Daniel Desbois, président de l’Association des crabiers gaspésiens, s’attend à un total admissible de captures (TAC) de 15 086,81 tonnes métriques dans la zone 12 en 2025. Il s’agirait d’une baisse de 33,32 % par rapport au contingent de 22 626,39 tonnes de 2024, lui-même frappé d’une chute de quota 29 % comparativement à celui de 2023.
«On en a vu d’autres. L’imposition de tarifs est plus haïssable que tout le reste. On essaie d’avoir de la prévisibilité dans le secteur des pêches. On aurait donc une baisse de 62,32 % du TAC en 2 ans et une autre baisse attendue en 2026», précise Daniel Desbois.
Même si les gestionnaires des stocks de crabe des neiges du ministère fédéral des Pêches et des Océans ne se sont pas encore prononcés sur le quota de 2025, M. Desbois s’attend à ce que ce contingent s’aligne sur les règles de l’approche de précaution utilisée par le ministère depuis plus de 20 ans.

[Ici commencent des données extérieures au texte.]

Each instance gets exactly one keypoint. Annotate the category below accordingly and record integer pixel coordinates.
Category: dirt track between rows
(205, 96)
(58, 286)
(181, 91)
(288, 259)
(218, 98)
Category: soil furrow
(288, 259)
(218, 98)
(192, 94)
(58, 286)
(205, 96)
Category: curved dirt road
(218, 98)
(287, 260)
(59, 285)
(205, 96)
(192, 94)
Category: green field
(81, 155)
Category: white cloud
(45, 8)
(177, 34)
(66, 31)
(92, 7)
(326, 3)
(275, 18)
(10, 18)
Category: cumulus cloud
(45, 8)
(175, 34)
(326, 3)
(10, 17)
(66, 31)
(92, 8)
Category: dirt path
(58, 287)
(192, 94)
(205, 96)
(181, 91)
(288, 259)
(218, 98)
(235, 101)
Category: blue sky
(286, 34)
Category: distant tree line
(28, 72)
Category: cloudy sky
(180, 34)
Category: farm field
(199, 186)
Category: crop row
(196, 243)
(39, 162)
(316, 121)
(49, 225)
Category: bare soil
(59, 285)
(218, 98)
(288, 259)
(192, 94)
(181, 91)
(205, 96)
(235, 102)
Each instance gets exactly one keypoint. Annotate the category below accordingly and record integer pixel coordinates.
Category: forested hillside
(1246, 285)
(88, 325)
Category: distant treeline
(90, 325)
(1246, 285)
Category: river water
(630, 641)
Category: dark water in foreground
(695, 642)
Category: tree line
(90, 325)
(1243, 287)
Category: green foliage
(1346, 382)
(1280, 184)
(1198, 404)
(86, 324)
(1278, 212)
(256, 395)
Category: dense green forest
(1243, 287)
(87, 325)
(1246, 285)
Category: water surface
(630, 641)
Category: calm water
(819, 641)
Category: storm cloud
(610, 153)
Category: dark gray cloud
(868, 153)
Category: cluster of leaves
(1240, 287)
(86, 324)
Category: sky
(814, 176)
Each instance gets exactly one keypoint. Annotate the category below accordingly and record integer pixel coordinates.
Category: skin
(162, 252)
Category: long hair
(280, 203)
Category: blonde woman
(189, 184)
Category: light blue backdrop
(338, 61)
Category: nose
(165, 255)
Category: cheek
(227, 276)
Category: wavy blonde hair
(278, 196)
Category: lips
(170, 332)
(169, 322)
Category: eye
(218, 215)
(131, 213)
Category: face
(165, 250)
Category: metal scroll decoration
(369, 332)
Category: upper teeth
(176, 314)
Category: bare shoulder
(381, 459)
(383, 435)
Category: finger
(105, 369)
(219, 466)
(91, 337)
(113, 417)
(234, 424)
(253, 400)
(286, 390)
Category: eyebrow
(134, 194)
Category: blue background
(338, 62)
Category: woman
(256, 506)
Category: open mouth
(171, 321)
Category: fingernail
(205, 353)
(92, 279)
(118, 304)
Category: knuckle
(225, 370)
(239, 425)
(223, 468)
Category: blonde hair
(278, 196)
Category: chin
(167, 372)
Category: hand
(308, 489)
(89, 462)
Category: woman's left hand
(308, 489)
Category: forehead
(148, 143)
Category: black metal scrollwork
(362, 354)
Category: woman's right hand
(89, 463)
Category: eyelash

«Depuis qu’on a instauré cette formule, on n’a pas de surprise. La baisse de la biomasse est plus élevée qu’on avait prévu. On avait prévu 20-25 %; c’est 24 % dans l’ensemble du golfe, mais 33 % pour la zone 12», spécifie M. Desbois.
Les quotas individuels seront fortement réduits en 2025. «Ce ne sont pas les pires qu’on a vus, mais ça donne entre 160 000 et 180 000 livres. Ça n’aura pas une incidence sur le prix parce que globalement, il y aura le même crabe sur les marchés parce que l’offre mondiale reste la même (autour de 200 000 tonnes), mais ce marché est vide. Le pronostic pour le prix payé aux pêcheurs est assez bon», analyse-t-il.
Il y a toutefois l’écueil des tarifs américains qui entre en jeu. Quand Pêche Impact a parlé à Daniel Desbois, à la toute fin de février, le tarif de 25 % sur les produits marins était supposé entrer en vigueur le 4 mars, pour ensuite être reporté au 2 avril, avec un flottement inhérent au flou dans lequel Donald Trump aime s’entourer.
«L’impact? C’est tôt pour le savoir. Généralement, on a une idée du prix même si le Boston Seafood Show n’est pas arrivé. S’il n’y a pas de tarifs, ou si les tarifs sont reportés, la saison sera courte et on pourrait passer à travers les mailles du filet», souligne M. Desbois.
Il s’attend malheureusement à ce que les importateurs américains de crabe des neiges tentent de refiler le tarif de 25 % aux Canadiens, donc aux transformateurs et, par extension, aux pêcheurs.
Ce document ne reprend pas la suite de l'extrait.